Le dispositif de coopération, lui, permet justement aux professionnels de santé, à leur initiative, d’opérer entre eux des transferts d’activité et d’acte de soins ou de réorganiser leurs modes d’intervention auprès du patient. Bien entendu, les professionnels de santé doivent intervenir dans les limites de leurs connaissances et de leur expérience. La loi du 9 août 2004 relative à la politique de santé publique avait donné une base légale à la mise en œuvre d’expérimentations de coopération entre professionnels de santé et aux possibilités de transfert de compétences entre les professions médicales et les autres professions de santé. Aujourd’hui, les transferts de tâche peuvent intervenir de façon beaucoup plus large sur la base de l’article L. 4011-1 CSP. L’arrêté du 31 décembre 2009 est venu préciser les pièces nécessaires à l’examen des demandes (demande d’autorisation d’un protocole et demande d’adhésion à un protocole autorisé), les délais d’instruction, les consultations possibles, les retours d’information vers les organisations professionnelles. Des actes peuvent ainsi être effectués à titre dérogatoire dans le cadre de protocoles validés par la Haute Autorité de santé et autorisés par les agences régionales de santé.

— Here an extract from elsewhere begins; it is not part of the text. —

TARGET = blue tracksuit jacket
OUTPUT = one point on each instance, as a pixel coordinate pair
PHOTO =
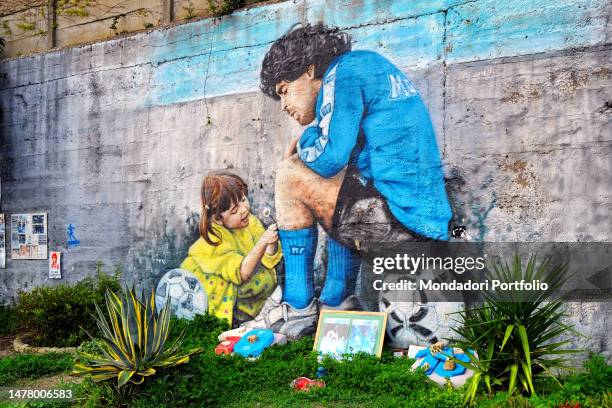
(370, 114)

Ces protocoles visent à étendre, par exemple, le champ d’intervention d’infirmières, en leur déléguant de manière expérimentale de nouveaux actes techniques jusqu’ici réservés au seul champ médical, sous forme de prescriptions et après une formation adaptée. Ces nouvelles formes de coopération restent peu développées car freinées par une procédure complexe et lourde. L’ordre infirmier aurait, ainsi, été saisi de neuf protocoles, mais un seul aurait été validé par l’HAS puis signé par une ARS. Il concernerait la pratique de myélogrammes par des infirmiers formés à la place d’oncologues.

À SAVOIR

L’arrêté du 31 décembre 2009 expose que le soignant qui demande l’adhésion à un protocole de coopération doit fournir à l’ARS, s’il est libéral, une attestation d’assurance de responsabilité civile professionnelle. Cette dernière couvre les activités décrites dans le protocole considéré. Si le soignant est salarié, il doit fournir un document justificatif d’assurance émanant de son employeur.

LES TEXTES DE RÉFÉRENCE

→ Le Code de la santé publique énonce trois types de protocoles pour les infirmières : les protocoles de soins infirmiers, à l’initiative de l’infirmière, relevant de son rôle propre, par exemple dans le cadre des fonctions d’entretien et de continuité de la vie(1) ; les protocoles préalablement établis, datés et signés par un médecin dans le cas d’une prise en charge très typée(2) ; et les protocoles de soins d’urgence(3). Dans ce cas, l’infirmière accomplit les actes conservatoires nécessaires jusqu’à l’intervention d’un médecin.